Justin Gagnon, Leonard’s teammate and close friend, said it was a shock when Bartzen told the team Leonard had to leave for medical reasons.

“The team was having a blast getting to know each other, and the next thing we knew he was gone,” Gagnon said. “(Everyone) was like, ‘Hey, where’s Mikey?’”

Team members sent cards and called Leonard while he was in the hospital.

“(Leonard) will go out of his way to help you and not think twice about it,” Gagnon said. “We all wanted him to know we were with him and supported him.”

Leonard returned to TCU in the spring of 1998.

“(When he came back), it was like nothing even happened,” Gagnon said. “He just wanted to be like everyone else.”

Leonard said everyone goes through bad times in life, whether it’s the death of a parent or hard financial circumstances.

“I really do believe that if you ask any person, something really horrible has happened in their life,” Leonard said. “Hopefully, I got through mine.”
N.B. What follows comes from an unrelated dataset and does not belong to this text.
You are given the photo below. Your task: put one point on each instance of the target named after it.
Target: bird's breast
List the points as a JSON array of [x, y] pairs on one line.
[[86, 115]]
While others in his situation might have feared surgery or even death, Leonard remembers his biggest fear was making his family and friends worry.

“My thinking was that if I kind of play it off, then everybody else will, and that’s what I wanted,” Leonard said. “I never wanted this to be a big deal, even after I came back (to TCU). I don’t ever want sympathy, and I don’t deserve any because I’m fine.”

When he returned to TCU, Leonard didn’t tell anyone about what happened.

“I just continued as if I was just an incoming spring freshman,” Leonard said. “I really felt as if I was coming to TCU as a normal guy, and I was coming in as a normal person.”

Leonard is still on the tennis team, but he only tells people who are really close to him what happened.

“I did it, I dealt with it — it’s over,” Leonard said. “The last thing I want is people coming up to me saying they’re sorry about what I went through. It’s a part of my life I’m trying to forget.”